The medical experts who testified for the defendants state that they found no evidence of injury to the spinal cord or the nerve processes of the spinal area when they examined plaintiff more than a year after the accident of May 27, 1958. They assert that plaintiff's disability is due to Guillain-Barre syndrome and that the accident was not a contributing factor. Both admit that the cause of Guillain-Barre syndrome is unknown, which does not rule out accident as a contributing cause. One of defendant's experts testified that the accident as he understood it was not, in his opinion, a factor in the case, but he would not testify that trauma of a more serious nature than he understood the accident to have been would not, or could not, be a contributing cause. The medical evidence of defendants appears to be more speculative and conjectural than that of the plaintiff. The medical experts all agree that symptoms of degenerative cord damage and inflammatory cord disease are quite similar in many respects. It is not disputed that improvement and recovery occur in inflammatory cord damage, due to its basic character as an infectious disease. The evidence shows the plaintiff did have a serious case of blood poisoning a few weeks before May 27, 1958. It appears just as logical to say that improvement and recovery could occur in traumatic injury to the spine or the nerve processes of the spinal area. The existence of advanced arteriosclerosis ad osteoarthritis appears to be conditions and not predisposing factors. The history of heart decompensation and shortness of breath, according to the medical testimony, could well have been secondary results of the blood poisoning, or spinal or nerve injuries. While it is true that the accidents, physical conditions, and the symptoms indicating disability, could have been coincidents, it does not seem at all probable in a man who had no knowledge from experience or information of any latent disease or physical impairment. After giving due consideration to all the evidence, the history and nature of the accident, and the sequence of events following the accident, we are of the opinion that the evidence of plaintiff preponderates over that of the defendants and that plaintiff was totally disabled because of injury within the meaning of the Workmen's Compensation Act.
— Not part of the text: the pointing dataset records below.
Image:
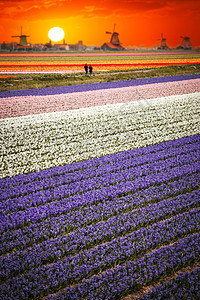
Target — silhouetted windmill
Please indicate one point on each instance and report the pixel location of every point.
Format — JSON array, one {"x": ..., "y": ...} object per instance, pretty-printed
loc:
[
  {"x": 114, "y": 37},
  {"x": 163, "y": 44},
  {"x": 114, "y": 43},
  {"x": 23, "y": 40},
  {"x": 186, "y": 42}
]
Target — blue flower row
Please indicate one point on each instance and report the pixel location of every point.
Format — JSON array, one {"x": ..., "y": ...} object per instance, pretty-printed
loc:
[
  {"x": 64, "y": 205},
  {"x": 77, "y": 179},
  {"x": 50, "y": 228},
  {"x": 106, "y": 176},
  {"x": 94, "y": 86},
  {"x": 104, "y": 231},
  {"x": 105, "y": 256},
  {"x": 130, "y": 276},
  {"x": 93, "y": 164},
  {"x": 184, "y": 286}
]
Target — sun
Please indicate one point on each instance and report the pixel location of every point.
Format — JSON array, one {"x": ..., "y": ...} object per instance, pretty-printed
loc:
[{"x": 56, "y": 34}]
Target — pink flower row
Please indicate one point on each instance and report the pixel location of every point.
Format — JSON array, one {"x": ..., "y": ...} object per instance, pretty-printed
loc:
[{"x": 26, "y": 105}]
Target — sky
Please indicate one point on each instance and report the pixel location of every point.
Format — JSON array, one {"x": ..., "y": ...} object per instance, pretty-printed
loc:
[{"x": 139, "y": 23}]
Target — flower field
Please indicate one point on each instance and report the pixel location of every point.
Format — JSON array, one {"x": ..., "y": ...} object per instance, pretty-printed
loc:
[
  {"x": 99, "y": 190},
  {"x": 64, "y": 63}
]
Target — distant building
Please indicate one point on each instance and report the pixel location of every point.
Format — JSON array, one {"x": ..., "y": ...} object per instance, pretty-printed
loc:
[{"x": 114, "y": 42}]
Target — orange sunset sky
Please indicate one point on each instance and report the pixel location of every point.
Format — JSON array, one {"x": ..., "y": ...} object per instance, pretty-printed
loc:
[{"x": 139, "y": 23}]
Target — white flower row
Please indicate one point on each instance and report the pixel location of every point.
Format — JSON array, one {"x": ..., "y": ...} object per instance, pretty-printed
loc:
[
  {"x": 25, "y": 105},
  {"x": 36, "y": 142}
]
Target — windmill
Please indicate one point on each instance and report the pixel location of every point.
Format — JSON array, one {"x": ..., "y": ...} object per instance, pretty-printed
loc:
[
  {"x": 114, "y": 37},
  {"x": 114, "y": 43},
  {"x": 186, "y": 42},
  {"x": 163, "y": 44},
  {"x": 23, "y": 40}
]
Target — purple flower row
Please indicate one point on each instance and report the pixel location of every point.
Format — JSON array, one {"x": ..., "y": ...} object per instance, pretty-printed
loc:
[
  {"x": 78, "y": 179},
  {"x": 107, "y": 176},
  {"x": 130, "y": 276},
  {"x": 184, "y": 286},
  {"x": 94, "y": 163},
  {"x": 86, "y": 238},
  {"x": 64, "y": 205},
  {"x": 95, "y": 86},
  {"x": 54, "y": 226},
  {"x": 111, "y": 283}
]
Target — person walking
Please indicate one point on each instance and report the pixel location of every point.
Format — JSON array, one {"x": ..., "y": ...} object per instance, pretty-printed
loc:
[
  {"x": 86, "y": 69},
  {"x": 90, "y": 69}
]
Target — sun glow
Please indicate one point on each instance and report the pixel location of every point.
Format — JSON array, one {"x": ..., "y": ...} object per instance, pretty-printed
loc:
[{"x": 56, "y": 34}]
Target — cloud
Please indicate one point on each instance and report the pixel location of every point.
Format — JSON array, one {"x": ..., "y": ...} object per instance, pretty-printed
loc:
[{"x": 21, "y": 9}]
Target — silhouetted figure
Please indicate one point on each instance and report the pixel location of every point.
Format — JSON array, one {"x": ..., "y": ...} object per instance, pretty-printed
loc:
[
  {"x": 86, "y": 69},
  {"x": 90, "y": 69}
]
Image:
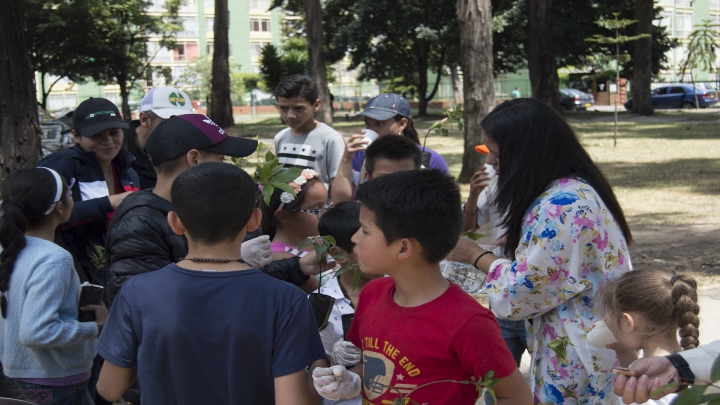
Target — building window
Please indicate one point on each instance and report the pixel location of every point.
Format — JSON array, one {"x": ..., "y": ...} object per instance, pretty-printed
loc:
[
  {"x": 188, "y": 6},
  {"x": 664, "y": 20},
  {"x": 157, "y": 5},
  {"x": 683, "y": 25},
  {"x": 185, "y": 51},
  {"x": 259, "y": 25},
  {"x": 189, "y": 27},
  {"x": 257, "y": 47},
  {"x": 260, "y": 4}
]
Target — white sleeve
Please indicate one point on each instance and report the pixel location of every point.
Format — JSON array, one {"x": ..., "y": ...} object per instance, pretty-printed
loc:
[{"x": 701, "y": 359}]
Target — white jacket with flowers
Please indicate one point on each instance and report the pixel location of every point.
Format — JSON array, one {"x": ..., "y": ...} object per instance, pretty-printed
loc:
[{"x": 570, "y": 245}]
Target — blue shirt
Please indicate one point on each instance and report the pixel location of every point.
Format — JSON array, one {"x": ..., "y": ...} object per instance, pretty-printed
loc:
[
  {"x": 41, "y": 337},
  {"x": 210, "y": 338}
]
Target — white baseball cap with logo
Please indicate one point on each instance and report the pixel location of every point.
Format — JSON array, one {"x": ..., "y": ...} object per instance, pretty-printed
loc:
[{"x": 166, "y": 102}]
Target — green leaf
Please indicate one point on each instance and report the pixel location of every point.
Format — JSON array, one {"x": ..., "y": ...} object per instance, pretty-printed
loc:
[
  {"x": 356, "y": 278},
  {"x": 715, "y": 371},
  {"x": 305, "y": 244},
  {"x": 690, "y": 396},
  {"x": 711, "y": 399},
  {"x": 266, "y": 172},
  {"x": 284, "y": 187},
  {"x": 288, "y": 175},
  {"x": 662, "y": 388},
  {"x": 267, "y": 193}
]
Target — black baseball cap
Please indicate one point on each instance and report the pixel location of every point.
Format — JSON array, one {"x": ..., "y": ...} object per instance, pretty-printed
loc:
[
  {"x": 95, "y": 115},
  {"x": 386, "y": 106},
  {"x": 179, "y": 134}
]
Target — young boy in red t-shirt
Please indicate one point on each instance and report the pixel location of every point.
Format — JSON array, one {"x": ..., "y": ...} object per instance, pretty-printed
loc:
[{"x": 415, "y": 327}]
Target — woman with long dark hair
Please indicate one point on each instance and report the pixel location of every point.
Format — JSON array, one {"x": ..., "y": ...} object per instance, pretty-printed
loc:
[
  {"x": 42, "y": 345},
  {"x": 566, "y": 235}
]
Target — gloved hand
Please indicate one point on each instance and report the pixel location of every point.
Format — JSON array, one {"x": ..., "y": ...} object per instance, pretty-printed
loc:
[
  {"x": 346, "y": 354},
  {"x": 327, "y": 336},
  {"x": 336, "y": 383},
  {"x": 257, "y": 252}
]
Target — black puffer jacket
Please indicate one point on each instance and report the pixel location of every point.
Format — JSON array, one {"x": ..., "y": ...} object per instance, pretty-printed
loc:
[
  {"x": 84, "y": 232},
  {"x": 140, "y": 240}
]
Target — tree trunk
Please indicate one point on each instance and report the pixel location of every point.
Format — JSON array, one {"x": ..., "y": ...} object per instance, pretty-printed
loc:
[
  {"x": 541, "y": 53},
  {"x": 457, "y": 91},
  {"x": 642, "y": 59},
  {"x": 20, "y": 142},
  {"x": 316, "y": 58},
  {"x": 220, "y": 88},
  {"x": 125, "y": 96},
  {"x": 422, "y": 75},
  {"x": 475, "y": 17}
]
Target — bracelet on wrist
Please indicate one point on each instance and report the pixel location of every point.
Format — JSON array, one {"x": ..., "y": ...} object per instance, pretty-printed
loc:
[{"x": 481, "y": 255}]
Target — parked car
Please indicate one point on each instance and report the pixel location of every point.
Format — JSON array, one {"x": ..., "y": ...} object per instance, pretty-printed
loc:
[
  {"x": 56, "y": 133},
  {"x": 680, "y": 96},
  {"x": 574, "y": 99}
]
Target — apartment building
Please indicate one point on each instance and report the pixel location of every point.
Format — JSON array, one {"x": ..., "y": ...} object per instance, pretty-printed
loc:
[
  {"x": 680, "y": 17},
  {"x": 251, "y": 27}
]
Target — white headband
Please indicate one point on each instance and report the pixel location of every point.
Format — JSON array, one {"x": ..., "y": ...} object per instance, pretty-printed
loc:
[{"x": 58, "y": 189}]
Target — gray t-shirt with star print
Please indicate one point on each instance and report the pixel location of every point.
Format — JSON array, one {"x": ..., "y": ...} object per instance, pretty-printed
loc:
[{"x": 321, "y": 150}]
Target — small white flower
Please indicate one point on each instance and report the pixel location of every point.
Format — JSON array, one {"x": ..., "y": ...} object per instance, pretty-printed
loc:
[
  {"x": 300, "y": 181},
  {"x": 286, "y": 197}
]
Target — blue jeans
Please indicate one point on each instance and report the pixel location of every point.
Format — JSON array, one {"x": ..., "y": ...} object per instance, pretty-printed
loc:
[
  {"x": 71, "y": 395},
  {"x": 514, "y": 334}
]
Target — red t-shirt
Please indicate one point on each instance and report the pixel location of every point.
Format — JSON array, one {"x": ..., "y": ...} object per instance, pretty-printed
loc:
[{"x": 452, "y": 337}]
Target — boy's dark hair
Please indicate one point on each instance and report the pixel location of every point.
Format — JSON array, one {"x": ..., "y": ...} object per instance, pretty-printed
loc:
[
  {"x": 342, "y": 221},
  {"x": 393, "y": 147},
  {"x": 214, "y": 201},
  {"x": 419, "y": 204},
  {"x": 297, "y": 86}
]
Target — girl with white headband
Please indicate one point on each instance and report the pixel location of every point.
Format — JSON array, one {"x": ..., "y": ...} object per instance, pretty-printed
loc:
[{"x": 43, "y": 346}]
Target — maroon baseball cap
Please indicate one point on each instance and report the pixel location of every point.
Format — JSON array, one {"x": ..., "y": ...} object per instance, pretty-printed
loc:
[{"x": 179, "y": 134}]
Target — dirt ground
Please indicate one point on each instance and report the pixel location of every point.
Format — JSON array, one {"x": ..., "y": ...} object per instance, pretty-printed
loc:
[{"x": 690, "y": 249}]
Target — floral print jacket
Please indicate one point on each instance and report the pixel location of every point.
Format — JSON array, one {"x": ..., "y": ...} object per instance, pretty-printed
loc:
[{"x": 570, "y": 245}]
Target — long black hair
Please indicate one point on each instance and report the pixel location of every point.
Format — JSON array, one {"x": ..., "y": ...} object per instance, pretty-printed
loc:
[
  {"x": 27, "y": 196},
  {"x": 537, "y": 147}
]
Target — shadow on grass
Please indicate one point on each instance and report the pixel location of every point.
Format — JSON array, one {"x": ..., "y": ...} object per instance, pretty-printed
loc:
[
  {"x": 702, "y": 176},
  {"x": 634, "y": 130}
]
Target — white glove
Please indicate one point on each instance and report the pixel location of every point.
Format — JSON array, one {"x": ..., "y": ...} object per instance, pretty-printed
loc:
[
  {"x": 257, "y": 252},
  {"x": 327, "y": 336},
  {"x": 336, "y": 383},
  {"x": 346, "y": 354}
]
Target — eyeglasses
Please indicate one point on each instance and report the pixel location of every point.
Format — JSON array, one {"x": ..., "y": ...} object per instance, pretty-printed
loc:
[{"x": 318, "y": 212}]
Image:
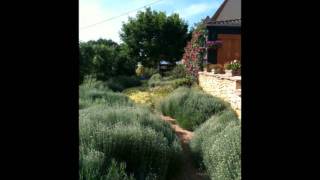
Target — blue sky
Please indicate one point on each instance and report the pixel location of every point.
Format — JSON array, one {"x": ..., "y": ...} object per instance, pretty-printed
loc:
[{"x": 93, "y": 11}]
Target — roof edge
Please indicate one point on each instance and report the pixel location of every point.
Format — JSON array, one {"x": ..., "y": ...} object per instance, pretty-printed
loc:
[{"x": 218, "y": 12}]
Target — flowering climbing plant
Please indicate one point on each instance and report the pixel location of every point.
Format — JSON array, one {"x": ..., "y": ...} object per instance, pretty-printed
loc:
[
  {"x": 214, "y": 44},
  {"x": 194, "y": 56}
]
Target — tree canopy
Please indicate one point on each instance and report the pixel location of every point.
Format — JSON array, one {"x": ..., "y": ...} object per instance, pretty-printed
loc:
[{"x": 152, "y": 36}]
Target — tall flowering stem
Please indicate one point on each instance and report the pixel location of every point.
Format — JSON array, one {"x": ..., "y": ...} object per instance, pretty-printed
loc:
[{"x": 195, "y": 56}]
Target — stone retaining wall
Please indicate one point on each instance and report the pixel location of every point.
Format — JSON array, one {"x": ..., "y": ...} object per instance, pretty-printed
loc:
[{"x": 222, "y": 86}]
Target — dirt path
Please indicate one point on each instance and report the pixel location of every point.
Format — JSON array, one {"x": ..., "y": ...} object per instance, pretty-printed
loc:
[{"x": 189, "y": 172}]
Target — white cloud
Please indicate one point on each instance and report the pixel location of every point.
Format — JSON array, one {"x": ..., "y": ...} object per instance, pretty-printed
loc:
[
  {"x": 93, "y": 12},
  {"x": 195, "y": 9}
]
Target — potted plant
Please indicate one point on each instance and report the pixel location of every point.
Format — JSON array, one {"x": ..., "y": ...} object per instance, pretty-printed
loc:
[
  {"x": 235, "y": 66},
  {"x": 227, "y": 69},
  {"x": 217, "y": 68},
  {"x": 214, "y": 44}
]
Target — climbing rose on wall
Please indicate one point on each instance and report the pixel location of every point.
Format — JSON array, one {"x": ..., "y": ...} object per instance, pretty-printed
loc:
[{"x": 195, "y": 52}]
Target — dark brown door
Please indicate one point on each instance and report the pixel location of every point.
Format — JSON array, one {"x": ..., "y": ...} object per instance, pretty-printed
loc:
[{"x": 231, "y": 48}]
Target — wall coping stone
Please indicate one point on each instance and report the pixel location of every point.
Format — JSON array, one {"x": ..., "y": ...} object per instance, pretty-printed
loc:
[{"x": 221, "y": 76}]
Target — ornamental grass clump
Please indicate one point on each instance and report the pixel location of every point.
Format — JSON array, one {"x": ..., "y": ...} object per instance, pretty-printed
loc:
[
  {"x": 215, "y": 146},
  {"x": 191, "y": 107},
  {"x": 91, "y": 96},
  {"x": 132, "y": 135}
]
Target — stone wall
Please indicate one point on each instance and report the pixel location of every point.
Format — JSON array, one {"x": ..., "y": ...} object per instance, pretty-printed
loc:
[{"x": 222, "y": 86}]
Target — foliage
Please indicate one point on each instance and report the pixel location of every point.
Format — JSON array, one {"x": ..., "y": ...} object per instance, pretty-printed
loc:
[
  {"x": 179, "y": 71},
  {"x": 149, "y": 72},
  {"x": 216, "y": 146},
  {"x": 191, "y": 107},
  {"x": 117, "y": 171},
  {"x": 155, "y": 79},
  {"x": 214, "y": 44},
  {"x": 132, "y": 135},
  {"x": 194, "y": 53},
  {"x": 97, "y": 94},
  {"x": 104, "y": 59},
  {"x": 119, "y": 83},
  {"x": 234, "y": 65},
  {"x": 153, "y": 35},
  {"x": 148, "y": 96},
  {"x": 140, "y": 70}
]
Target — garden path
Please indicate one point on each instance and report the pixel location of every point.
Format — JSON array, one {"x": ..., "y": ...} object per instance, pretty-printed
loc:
[{"x": 189, "y": 172}]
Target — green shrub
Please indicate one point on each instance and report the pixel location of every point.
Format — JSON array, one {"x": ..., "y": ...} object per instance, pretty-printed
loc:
[
  {"x": 157, "y": 80},
  {"x": 117, "y": 172},
  {"x": 191, "y": 107},
  {"x": 149, "y": 72},
  {"x": 90, "y": 163},
  {"x": 216, "y": 146},
  {"x": 132, "y": 135},
  {"x": 154, "y": 80},
  {"x": 211, "y": 128},
  {"x": 91, "y": 96},
  {"x": 120, "y": 83},
  {"x": 222, "y": 156}
]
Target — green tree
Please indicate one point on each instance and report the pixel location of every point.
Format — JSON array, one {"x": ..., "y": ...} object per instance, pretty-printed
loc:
[{"x": 152, "y": 35}]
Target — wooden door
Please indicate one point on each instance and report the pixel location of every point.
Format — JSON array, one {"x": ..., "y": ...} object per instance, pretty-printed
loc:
[{"x": 231, "y": 48}]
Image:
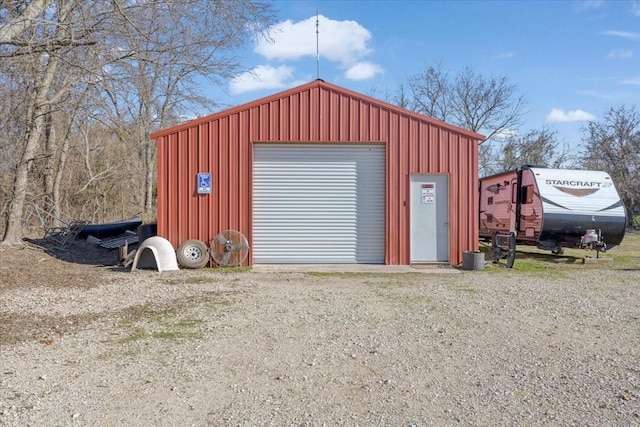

We find that plaintiff was totally and permanently disabled and entitled to the benefits of such disability authorized by the workmen's compensation law. An order of revivor appearing in the record shows that plaintiff died on December 24, 1960, during the pendency of this litigation. The cause of death is not shown. See s. 48-123, R.R.S.1943. There is no evidence of dependency in the record. See ss. 48-122 and 48-124, R.R.S.1943. We are unable to fully determine from the record the rights of the parties under the circumstances shown. We deem it appropriate under the circumstances to reverse the judgment and remand the cause to the district court with instructions *730 to remand the same to the workmen's compensation court to determine the rights of the parties, the amount of compensation, and the medical, hospital, nursing home, and other expenses to which plaintiff is entitled, and to make a proper award of same.
Reversed and remanded with directions.
SIMMONS, C. J., participating on briefs.